Estaba
anocheciendo. Disminuí la velocidad y estacioné el auto en la banquina.
Recuperé la campera del asiento de atrás y comprobé que estuviese el celular en
el bolsillo. Al salir del coche sentí el viento en la cara, como una invitación
a la aventura. En el horizonte se erguía mi objetivo: un cerro simétrico
similar a una pirámide truncada. En Caleta Olivia había oído referencias a esta
elevación, que los lugareños llaman “la tumba de Patoruzú”. Me habían dicho que
era un volcán extinguido, pero a la primer mirada descarté tal hipótesis. Es
una simple barda, como tantas en la Patagonia, aunque muy perfecta. La cima es
una inmensa roca plana, similar al teocalli de las pirámides mayas.
Me dirigí a
buen paso hacia ella, atravesando un alambrado. Apenas tenía tiempo de
alcanzarla antes que se hiciera de noche. Pero al otro día tenía una actividad
programada en Puerto Deseado, así que esa era mi única oportunidad de explorar
la tumba mentada del cacique, cuyas aventuras leía de chico.
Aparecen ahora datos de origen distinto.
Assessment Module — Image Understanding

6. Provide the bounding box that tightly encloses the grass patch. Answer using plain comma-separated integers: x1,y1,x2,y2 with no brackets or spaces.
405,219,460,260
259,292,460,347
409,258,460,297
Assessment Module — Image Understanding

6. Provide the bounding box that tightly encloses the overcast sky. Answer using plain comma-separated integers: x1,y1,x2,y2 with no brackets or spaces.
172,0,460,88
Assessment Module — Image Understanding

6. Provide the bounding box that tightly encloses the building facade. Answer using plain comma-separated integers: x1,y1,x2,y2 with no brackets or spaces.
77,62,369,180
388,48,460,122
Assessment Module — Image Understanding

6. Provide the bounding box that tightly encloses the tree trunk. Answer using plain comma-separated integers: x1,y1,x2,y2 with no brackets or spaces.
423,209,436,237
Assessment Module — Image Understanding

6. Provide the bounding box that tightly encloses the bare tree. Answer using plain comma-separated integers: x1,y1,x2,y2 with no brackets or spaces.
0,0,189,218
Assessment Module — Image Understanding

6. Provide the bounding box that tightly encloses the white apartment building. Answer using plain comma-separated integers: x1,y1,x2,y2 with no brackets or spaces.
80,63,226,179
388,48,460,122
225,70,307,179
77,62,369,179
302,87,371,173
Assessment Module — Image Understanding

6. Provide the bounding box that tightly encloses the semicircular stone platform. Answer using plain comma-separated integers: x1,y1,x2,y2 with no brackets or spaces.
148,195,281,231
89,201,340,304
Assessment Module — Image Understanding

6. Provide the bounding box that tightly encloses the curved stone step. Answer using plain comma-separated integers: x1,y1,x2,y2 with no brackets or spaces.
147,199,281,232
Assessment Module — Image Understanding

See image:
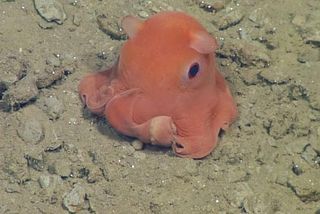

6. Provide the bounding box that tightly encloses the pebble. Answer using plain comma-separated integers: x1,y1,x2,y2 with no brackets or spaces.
133,151,146,160
36,67,64,89
62,184,86,213
17,118,44,143
48,159,71,178
301,145,318,166
72,14,81,27
138,10,149,19
97,14,127,40
24,155,45,171
258,67,290,84
217,39,271,68
131,140,144,150
34,0,67,24
291,15,307,27
46,55,61,67
0,55,29,91
213,10,244,30
287,170,320,203
3,76,39,110
39,96,64,120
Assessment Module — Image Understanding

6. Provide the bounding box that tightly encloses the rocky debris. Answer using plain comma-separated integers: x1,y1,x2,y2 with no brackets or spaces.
97,14,127,40
37,96,64,120
48,158,72,179
217,40,271,68
38,175,62,192
301,144,318,166
248,8,269,28
72,14,81,27
17,118,44,143
1,153,31,184
24,155,45,171
36,67,64,89
131,140,144,150
291,11,320,47
34,0,67,25
212,9,244,30
0,55,29,99
287,170,320,203
62,184,86,213
2,76,39,110
193,0,225,12
258,66,290,84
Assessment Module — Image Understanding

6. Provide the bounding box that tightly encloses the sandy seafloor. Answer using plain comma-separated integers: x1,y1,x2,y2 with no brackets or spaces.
0,0,320,214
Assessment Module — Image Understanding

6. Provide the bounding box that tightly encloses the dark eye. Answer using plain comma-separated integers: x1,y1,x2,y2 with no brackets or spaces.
188,63,199,79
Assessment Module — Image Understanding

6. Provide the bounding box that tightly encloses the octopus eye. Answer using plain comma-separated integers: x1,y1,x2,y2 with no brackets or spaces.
188,63,200,79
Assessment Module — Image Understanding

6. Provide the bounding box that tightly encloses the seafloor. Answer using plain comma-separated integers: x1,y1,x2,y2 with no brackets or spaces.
0,0,320,214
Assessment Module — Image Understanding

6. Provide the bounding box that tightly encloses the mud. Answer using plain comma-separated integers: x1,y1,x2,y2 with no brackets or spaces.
0,0,320,214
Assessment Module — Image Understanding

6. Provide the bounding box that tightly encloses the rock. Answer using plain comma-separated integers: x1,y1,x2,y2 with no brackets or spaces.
138,10,149,19
291,15,307,28
131,140,144,150
38,96,64,120
194,0,225,12
46,55,61,67
97,14,127,40
213,10,244,30
38,175,62,193
34,0,67,24
62,184,86,213
0,55,29,94
175,159,199,180
2,76,39,110
17,118,44,143
258,67,290,84
72,14,81,27
287,170,320,203
301,144,318,166
217,40,271,68
36,67,64,89
24,155,45,171
133,151,146,160
248,8,269,28
48,159,71,178
305,30,320,47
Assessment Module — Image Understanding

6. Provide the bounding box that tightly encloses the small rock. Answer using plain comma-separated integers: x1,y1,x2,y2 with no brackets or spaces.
17,118,44,143
97,14,127,40
258,67,290,84
131,140,144,150
291,15,307,27
62,184,86,213
3,76,39,110
212,1,225,11
301,144,318,166
133,151,146,160
24,155,45,171
46,55,61,67
39,96,64,120
38,175,50,189
213,10,244,30
248,8,268,28
34,0,67,24
48,159,71,178
305,30,320,47
36,67,64,89
287,170,320,203
72,14,81,27
138,10,149,19
0,55,29,93
217,40,271,68
38,19,57,30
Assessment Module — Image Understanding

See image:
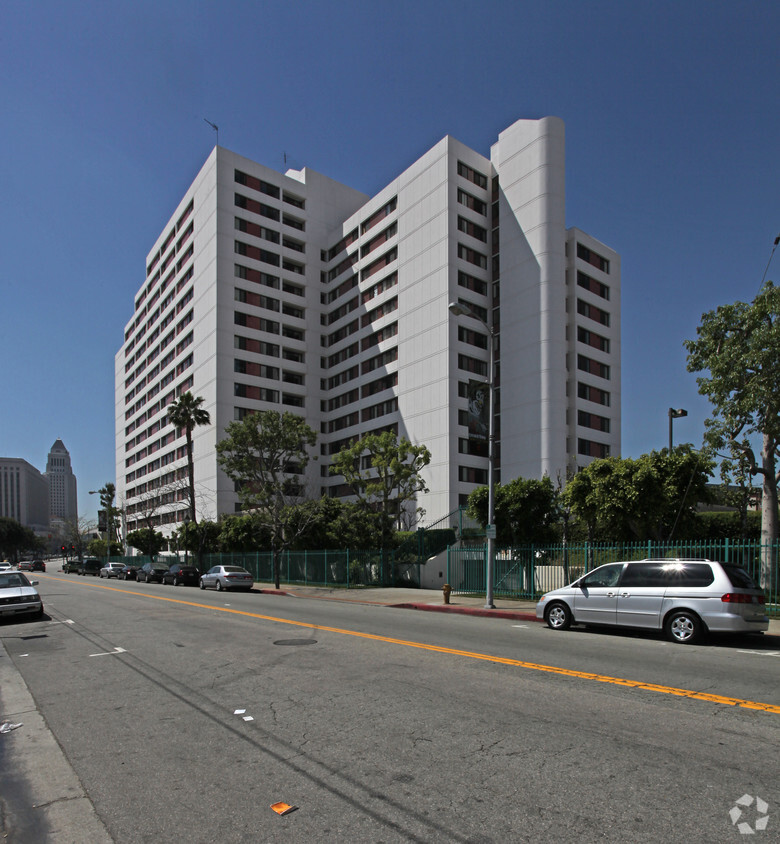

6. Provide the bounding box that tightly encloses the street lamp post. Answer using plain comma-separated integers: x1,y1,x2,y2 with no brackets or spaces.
449,302,496,610
669,407,688,454
89,487,114,562
183,513,190,566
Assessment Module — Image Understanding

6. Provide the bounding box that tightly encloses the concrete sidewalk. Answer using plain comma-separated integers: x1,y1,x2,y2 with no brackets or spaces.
255,583,780,637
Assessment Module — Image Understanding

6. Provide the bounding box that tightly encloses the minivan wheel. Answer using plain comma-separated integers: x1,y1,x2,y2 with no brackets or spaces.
664,610,704,645
544,603,571,630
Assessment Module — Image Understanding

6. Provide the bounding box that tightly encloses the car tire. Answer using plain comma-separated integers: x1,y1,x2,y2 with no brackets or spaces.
544,601,572,630
664,610,704,645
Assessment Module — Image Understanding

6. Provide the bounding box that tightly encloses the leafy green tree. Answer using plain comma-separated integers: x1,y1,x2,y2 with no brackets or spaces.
176,519,222,569
685,281,780,588
127,528,168,558
218,513,271,552
294,496,385,550
167,390,211,524
563,446,712,542
330,431,431,538
468,475,559,546
0,516,38,561
217,410,317,589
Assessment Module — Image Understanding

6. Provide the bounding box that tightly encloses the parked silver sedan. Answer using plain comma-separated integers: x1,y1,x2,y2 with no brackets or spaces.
0,571,43,618
200,566,254,592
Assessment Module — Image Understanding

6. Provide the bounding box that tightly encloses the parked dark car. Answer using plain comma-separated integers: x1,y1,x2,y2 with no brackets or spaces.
76,557,103,577
135,563,168,583
163,563,200,586
98,563,124,577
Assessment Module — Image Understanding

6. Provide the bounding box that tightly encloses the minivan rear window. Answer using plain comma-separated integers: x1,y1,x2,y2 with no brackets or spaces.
723,564,758,589
620,562,715,588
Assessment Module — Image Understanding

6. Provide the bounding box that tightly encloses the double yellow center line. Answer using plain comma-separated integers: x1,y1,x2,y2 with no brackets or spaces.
56,581,780,715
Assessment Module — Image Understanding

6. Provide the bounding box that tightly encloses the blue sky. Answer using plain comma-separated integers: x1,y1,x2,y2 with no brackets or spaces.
0,0,780,518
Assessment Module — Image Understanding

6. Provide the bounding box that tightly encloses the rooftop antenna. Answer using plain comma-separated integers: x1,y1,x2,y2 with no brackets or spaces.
203,117,219,146
758,234,780,292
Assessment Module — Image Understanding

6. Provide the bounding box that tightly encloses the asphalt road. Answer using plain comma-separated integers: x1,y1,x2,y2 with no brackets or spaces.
0,573,780,844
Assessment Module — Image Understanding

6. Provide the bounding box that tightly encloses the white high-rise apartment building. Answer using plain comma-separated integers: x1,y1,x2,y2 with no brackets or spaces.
116,117,621,530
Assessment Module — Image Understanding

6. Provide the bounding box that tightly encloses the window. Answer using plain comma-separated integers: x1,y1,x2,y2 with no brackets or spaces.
458,243,487,270
577,381,609,407
458,355,487,378
577,270,609,299
235,240,280,267
360,197,398,234
577,299,609,325
458,466,488,486
458,161,487,190
577,326,609,352
458,217,487,243
577,438,609,458
235,217,280,243
577,243,609,273
234,264,279,290
235,193,281,223
235,170,279,199
577,410,609,434
458,188,487,217
577,355,609,380
458,325,488,349
458,270,487,298
360,247,398,281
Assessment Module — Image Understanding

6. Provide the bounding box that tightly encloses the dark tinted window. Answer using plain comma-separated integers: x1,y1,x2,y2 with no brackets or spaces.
578,563,623,588
620,562,714,587
723,566,758,589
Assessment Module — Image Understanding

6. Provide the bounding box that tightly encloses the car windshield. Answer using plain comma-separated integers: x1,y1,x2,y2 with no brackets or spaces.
0,572,30,589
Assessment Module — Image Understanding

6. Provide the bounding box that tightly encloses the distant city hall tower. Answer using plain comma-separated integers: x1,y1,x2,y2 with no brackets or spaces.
46,440,78,520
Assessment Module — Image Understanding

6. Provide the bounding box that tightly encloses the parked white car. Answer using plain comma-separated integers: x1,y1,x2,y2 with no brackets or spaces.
200,566,254,592
536,559,769,645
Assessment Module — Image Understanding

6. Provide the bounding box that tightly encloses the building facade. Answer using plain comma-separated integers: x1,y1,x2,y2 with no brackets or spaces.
0,457,49,534
115,118,621,530
46,439,78,522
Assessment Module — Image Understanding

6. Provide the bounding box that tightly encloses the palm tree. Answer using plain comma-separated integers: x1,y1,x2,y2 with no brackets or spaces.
167,390,211,524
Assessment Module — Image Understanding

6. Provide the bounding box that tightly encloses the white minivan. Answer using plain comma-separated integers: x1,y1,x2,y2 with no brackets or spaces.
536,559,769,645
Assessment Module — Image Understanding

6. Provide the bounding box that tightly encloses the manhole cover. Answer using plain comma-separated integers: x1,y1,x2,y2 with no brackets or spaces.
274,639,317,646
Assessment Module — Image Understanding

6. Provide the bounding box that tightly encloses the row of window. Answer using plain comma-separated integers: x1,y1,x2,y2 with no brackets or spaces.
233,170,306,209
143,199,195,286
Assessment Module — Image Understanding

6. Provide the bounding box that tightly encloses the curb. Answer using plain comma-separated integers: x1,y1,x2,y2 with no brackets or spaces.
387,603,539,621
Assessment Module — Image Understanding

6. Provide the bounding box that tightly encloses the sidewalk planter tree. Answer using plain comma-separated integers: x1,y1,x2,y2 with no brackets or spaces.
167,391,211,524
685,281,780,589
217,410,317,589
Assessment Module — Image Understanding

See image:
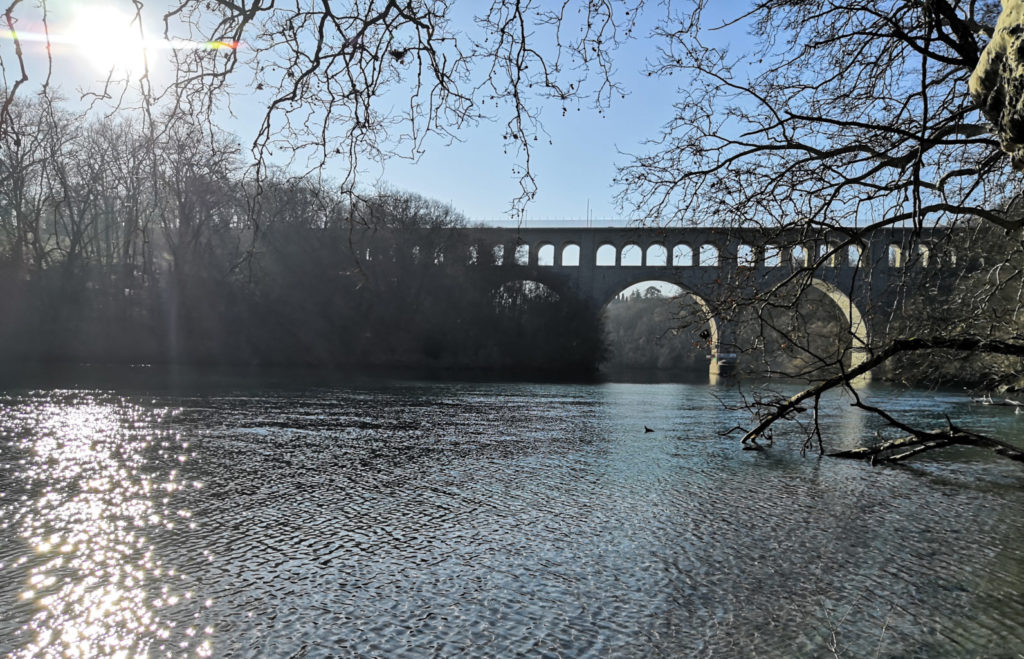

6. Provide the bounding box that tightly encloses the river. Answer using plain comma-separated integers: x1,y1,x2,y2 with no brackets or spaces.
0,374,1024,657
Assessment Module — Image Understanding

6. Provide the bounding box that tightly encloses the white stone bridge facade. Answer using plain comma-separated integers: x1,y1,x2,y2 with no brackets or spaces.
391,227,949,374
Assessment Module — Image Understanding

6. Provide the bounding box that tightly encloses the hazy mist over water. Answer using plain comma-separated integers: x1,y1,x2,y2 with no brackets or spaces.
0,375,1024,657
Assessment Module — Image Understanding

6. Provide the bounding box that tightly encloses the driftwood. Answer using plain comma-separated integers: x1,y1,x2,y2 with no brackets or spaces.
828,424,1024,465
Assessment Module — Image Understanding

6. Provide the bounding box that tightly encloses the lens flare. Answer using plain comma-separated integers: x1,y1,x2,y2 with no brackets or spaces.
0,6,242,75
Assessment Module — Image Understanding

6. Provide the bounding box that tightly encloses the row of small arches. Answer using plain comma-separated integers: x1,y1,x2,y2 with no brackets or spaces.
399,243,931,268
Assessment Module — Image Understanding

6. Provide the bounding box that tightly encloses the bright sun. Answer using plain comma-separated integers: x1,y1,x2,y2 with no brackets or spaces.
69,5,145,75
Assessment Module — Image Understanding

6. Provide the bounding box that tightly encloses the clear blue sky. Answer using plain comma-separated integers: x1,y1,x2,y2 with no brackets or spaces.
0,0,743,222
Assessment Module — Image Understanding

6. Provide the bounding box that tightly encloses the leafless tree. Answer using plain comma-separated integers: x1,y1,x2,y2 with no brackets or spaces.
620,0,1024,459
6,0,1024,462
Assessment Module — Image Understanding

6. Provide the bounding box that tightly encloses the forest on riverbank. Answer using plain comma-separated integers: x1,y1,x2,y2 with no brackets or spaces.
0,101,602,377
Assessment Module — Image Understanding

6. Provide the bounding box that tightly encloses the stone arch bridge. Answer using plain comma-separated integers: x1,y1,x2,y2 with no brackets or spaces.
382,227,948,375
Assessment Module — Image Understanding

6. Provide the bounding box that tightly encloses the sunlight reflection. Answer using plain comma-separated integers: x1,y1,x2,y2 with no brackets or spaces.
6,396,210,656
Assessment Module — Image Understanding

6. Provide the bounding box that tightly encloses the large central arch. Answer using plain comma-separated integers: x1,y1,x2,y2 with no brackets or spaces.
597,277,721,375
811,279,870,378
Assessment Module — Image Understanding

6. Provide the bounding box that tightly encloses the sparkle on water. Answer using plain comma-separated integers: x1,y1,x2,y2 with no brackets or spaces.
0,383,1024,657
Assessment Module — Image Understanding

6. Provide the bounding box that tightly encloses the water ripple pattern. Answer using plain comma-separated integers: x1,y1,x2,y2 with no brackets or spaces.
0,383,1024,657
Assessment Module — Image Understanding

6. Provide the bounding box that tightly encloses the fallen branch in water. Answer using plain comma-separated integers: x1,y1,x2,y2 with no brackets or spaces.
740,336,1024,448
828,424,1024,465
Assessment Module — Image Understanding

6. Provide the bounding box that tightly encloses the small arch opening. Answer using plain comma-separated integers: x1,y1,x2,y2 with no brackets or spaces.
646,243,669,267
512,245,529,265
888,245,903,268
918,245,932,268
672,243,693,268
620,243,643,267
700,245,718,267
790,245,807,268
846,245,864,268
537,243,555,266
595,243,618,267
562,243,580,268
736,245,758,268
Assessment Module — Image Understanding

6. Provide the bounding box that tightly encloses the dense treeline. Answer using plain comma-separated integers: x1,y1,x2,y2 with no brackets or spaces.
0,100,602,376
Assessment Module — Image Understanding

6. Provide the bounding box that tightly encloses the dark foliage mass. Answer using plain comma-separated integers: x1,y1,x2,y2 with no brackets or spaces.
0,103,601,377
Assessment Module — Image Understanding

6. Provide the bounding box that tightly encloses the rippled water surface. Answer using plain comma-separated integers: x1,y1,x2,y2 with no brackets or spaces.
0,372,1024,657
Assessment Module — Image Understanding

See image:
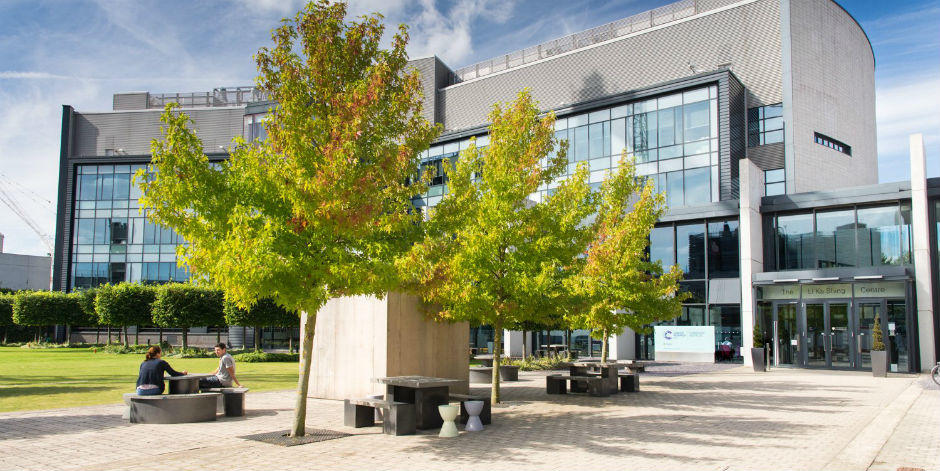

Para quienes no lo
sepan, Patoruzú es un personaje de historieta, creado en la década del 20 por
Dante Quinterno. Dueño de inmensas estancias en la Patagonia, cuando iba a
Buenos Aires paraba en el hotel de un francés, junto con su padrino calavera y
un hermano de corta edad, pero enorme, llamado Upa. Nunca entendí porqué los
personajes de comic tienen familias tan inverosímiles. La historieta se publicó
por décadas, y caló hondo en el imaginario argentino.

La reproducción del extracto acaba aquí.